Have team members stand in a big circle together, holding hands (if you have a very large team and are short on time, you can break the team into smaller circles). Place the hula hoop on the arm of one of the team members. The goal is to get the hula hoop around the entire circle and back to its starting location, without breaking hands.
This activity is harder than it seems at first. But it doesn’t take long for team members to get into it and give their ideas about how to accomplish the goal. Again, it’s a great communication and leadership builder, but it’s also good at energizing team members too, so consider using it before a long meeting or brainstorming session.
4. Island Survival
In order to help team members think about leadership, many leadership training activities give them scenarios where they can imagine what they would do as leaders in various situations. Island Survival is one of those types of activities, but the object here is to work together and combine ideas, so that leadership becomes a team-wide concept.

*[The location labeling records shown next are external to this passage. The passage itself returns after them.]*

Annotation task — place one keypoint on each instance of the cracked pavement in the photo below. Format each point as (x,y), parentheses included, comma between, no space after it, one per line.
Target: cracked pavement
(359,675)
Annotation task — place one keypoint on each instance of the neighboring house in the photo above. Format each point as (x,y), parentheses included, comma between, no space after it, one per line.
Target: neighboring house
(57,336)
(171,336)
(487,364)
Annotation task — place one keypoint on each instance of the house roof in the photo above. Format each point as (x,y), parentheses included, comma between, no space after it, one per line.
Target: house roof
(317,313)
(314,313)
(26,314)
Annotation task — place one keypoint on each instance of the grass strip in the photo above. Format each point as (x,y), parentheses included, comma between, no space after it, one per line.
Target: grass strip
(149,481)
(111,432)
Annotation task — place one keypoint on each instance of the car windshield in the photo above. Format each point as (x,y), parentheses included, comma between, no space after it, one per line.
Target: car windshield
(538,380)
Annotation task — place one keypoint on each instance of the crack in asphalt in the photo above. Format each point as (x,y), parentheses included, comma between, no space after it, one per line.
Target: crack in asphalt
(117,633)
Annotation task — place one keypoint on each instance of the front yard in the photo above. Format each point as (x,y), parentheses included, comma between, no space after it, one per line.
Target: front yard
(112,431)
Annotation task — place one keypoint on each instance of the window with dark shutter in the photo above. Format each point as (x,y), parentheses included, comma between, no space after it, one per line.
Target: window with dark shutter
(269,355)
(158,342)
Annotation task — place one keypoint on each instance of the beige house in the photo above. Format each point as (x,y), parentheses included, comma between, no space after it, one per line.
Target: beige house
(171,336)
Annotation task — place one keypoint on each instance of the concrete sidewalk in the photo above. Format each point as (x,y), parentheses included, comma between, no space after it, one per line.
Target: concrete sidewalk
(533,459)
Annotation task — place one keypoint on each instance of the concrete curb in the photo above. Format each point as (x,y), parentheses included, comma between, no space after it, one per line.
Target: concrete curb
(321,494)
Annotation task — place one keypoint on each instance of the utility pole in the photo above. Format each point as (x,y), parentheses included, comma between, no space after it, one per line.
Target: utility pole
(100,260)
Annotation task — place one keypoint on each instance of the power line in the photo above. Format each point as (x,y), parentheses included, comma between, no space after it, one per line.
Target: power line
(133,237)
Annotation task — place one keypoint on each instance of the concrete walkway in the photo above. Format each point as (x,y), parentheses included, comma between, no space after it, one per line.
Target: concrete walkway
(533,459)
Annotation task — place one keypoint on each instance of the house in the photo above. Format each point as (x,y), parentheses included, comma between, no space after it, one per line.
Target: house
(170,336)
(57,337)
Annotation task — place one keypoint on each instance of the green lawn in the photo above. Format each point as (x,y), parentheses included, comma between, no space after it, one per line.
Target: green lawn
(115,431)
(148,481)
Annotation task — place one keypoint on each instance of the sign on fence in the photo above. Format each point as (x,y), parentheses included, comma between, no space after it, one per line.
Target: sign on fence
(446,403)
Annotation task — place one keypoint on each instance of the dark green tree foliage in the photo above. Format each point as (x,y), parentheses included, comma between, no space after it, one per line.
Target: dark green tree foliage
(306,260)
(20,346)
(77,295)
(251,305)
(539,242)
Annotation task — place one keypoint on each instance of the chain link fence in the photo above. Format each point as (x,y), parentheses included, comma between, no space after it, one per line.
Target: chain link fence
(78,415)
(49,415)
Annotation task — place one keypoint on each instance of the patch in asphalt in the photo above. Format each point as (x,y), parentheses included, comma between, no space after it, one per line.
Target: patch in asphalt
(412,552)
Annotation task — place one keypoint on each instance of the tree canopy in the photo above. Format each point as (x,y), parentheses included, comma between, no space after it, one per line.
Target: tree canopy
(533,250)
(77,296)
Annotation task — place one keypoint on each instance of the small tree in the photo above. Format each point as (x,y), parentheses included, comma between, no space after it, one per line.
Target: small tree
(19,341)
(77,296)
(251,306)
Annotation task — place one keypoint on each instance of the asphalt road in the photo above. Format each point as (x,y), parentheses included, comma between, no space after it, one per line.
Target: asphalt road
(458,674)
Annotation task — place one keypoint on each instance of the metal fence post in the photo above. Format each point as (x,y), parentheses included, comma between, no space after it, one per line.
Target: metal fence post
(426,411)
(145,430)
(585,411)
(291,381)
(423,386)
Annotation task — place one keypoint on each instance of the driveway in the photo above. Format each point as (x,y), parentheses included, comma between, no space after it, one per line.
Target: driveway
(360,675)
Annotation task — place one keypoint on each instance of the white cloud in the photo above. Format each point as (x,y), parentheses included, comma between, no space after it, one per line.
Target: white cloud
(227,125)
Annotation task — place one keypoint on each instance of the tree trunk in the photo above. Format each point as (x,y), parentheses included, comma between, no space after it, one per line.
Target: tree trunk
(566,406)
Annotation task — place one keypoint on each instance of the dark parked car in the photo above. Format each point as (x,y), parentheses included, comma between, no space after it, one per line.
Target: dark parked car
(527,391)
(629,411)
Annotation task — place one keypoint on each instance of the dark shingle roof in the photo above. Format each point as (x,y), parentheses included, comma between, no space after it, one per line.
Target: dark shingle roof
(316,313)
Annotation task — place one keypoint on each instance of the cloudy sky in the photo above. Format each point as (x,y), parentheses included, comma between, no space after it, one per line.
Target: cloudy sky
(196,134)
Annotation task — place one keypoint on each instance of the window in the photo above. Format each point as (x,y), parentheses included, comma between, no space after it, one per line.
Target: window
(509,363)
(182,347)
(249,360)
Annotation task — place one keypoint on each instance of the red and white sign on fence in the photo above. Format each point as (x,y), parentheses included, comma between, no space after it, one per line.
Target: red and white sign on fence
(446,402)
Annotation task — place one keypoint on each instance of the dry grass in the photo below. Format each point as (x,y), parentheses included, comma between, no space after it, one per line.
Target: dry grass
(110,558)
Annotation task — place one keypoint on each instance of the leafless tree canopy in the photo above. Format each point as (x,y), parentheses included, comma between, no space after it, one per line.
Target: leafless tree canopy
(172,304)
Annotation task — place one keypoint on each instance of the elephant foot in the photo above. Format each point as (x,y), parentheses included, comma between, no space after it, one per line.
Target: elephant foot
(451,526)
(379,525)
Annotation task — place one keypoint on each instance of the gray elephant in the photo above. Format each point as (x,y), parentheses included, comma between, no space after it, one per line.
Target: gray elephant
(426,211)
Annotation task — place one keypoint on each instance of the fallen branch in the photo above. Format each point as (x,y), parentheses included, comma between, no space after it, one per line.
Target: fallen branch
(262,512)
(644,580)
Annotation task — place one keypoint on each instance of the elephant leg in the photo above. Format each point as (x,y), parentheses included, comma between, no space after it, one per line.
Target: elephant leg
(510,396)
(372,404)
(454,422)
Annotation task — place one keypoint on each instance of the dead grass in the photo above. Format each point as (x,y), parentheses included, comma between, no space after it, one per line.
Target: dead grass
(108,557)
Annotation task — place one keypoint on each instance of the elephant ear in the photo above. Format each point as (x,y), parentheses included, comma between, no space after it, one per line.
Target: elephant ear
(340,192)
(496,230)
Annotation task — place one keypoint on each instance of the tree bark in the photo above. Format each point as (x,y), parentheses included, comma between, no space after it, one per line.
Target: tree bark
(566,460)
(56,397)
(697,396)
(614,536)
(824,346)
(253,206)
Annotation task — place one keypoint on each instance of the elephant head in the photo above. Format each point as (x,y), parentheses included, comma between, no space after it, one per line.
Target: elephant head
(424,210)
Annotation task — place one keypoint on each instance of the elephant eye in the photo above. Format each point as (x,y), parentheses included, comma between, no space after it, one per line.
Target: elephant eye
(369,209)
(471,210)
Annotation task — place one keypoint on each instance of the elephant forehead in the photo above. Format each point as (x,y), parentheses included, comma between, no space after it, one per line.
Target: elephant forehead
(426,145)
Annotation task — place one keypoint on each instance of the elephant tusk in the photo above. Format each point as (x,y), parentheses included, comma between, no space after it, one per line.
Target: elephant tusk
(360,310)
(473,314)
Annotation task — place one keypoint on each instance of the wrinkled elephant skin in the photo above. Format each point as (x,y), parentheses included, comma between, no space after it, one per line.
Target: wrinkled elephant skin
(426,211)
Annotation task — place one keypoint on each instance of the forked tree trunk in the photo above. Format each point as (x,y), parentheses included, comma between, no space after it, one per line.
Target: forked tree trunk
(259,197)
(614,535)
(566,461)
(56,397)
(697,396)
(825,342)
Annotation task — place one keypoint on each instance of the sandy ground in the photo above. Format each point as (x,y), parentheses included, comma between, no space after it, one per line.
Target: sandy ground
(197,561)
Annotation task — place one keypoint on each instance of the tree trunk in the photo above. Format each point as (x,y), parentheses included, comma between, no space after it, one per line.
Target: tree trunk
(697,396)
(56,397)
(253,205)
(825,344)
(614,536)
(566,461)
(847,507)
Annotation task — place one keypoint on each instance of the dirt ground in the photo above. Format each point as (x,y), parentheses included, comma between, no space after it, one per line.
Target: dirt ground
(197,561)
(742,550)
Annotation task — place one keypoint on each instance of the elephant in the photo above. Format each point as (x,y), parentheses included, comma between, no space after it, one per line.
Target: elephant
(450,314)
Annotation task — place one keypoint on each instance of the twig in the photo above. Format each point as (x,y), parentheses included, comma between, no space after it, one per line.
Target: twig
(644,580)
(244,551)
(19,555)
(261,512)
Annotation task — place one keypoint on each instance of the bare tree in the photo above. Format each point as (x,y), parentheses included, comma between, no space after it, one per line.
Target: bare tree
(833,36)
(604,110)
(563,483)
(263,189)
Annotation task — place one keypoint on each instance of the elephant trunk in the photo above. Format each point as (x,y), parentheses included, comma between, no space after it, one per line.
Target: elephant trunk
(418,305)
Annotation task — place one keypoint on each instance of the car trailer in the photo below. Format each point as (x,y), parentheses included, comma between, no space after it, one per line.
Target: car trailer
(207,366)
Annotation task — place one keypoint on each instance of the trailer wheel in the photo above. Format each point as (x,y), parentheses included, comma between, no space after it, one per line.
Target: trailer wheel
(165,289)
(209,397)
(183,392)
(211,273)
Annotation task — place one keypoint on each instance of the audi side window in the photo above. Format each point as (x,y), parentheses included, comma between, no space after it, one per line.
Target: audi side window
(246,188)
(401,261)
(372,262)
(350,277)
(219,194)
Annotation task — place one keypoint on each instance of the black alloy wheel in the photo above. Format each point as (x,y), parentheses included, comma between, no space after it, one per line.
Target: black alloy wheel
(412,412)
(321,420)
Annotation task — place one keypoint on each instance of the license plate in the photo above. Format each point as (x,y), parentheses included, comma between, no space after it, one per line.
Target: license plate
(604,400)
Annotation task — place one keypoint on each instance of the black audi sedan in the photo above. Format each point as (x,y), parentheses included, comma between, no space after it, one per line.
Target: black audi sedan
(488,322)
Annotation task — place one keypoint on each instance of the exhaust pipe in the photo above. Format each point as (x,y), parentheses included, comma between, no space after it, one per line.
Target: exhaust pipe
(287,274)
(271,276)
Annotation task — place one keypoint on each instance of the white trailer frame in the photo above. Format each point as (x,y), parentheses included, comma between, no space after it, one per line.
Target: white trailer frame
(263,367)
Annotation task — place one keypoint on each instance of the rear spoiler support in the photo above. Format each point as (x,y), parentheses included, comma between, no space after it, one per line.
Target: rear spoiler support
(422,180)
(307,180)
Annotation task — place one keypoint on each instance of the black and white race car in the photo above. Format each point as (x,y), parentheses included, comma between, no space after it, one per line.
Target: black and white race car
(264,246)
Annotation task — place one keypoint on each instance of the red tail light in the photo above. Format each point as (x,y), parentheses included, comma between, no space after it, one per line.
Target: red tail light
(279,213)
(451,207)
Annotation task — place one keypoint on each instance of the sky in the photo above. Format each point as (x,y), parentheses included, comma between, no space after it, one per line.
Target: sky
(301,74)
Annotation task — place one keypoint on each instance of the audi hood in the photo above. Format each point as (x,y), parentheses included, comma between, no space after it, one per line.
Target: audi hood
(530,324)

Divide your team into groups of up to ten. Tell them their ship has crashed onto a deserted island and they can only bring 10 items with them from the boat (make up a list of 20 or more possible items for them to take).
There are other possible scenarios for this game too, like being stranded on a mountain, in the jungle, or in space. You can also give them more decisions to solve, like how to build shelter, how to make a fire, and how to hunt for food, etc.
5. Gift-Giving Game (improv)
The Gift-Giving game is a classic improv game that is also one of our favorite leadership training activities that gets team members to practice offering ideas and taking rejection. It also helps stimulate creativity, which is another important leadership skill.
Split your team into pairs. Team members take turns presenting their partner with different gifts, the more extravagant and out-of-this-world the better (e.g. the Empire State Building, the moon, a humpback whale, etc.).
The partner receiving the gift can accept the gift, in which case they need to pretend to interact with whatever it is their partner gave them. Or they can reject the gift by tossing it over their shoulders and yelling “Whoo!”
As the game goes along, team members really start getting wild with their ideas. This is a great game to get everyone laughing, and the way that team members reject gifts is an important lesson in communicating and accepting rejection.
6. Bad Idea Brainstorm
As we mentioned above, creative thinking is an important leadership skill to take into consideration when planning leadership training activities. And Bad Idea Brainstorm is perfect for getting team members to think outside the box and explore different solutions that they normally wouldn’t otherwise.
You probably already know quite well that brainstorming sessions are used to collaborate on thinking about new, great ideas for your team or business. This activity takes that process and flips it on its head. In Bad Idea Brainstorm you are trying to come up with bad ideas.
For example, let’s say you’re trying to market a new product. One bad idea could be to market the product to aliens by shooting satellites into space. See if you can take the idea to its ultimate conclusion though. See how you would actually accomplish this bad idea, even though it is clearly ridiculous, and think through what its effects would be.
To do this activity effectively though, you will need to talk about the activity to your team members beforehand and explain what the goals of the activity actually are. Team members will be very confused if you try to spring this activity at a regular meeting.
You will be surprised how much Bad Idea Brainstorm actually stimulates some good ideas. The idea itself might be crazy, but going through the steps of thinking through bad ideas can sometimes touch upon some actually good methods. It’s also a lighthearted activity that can lead to a lot of laughter and fun, and give some team members practice in leading these types of meetings.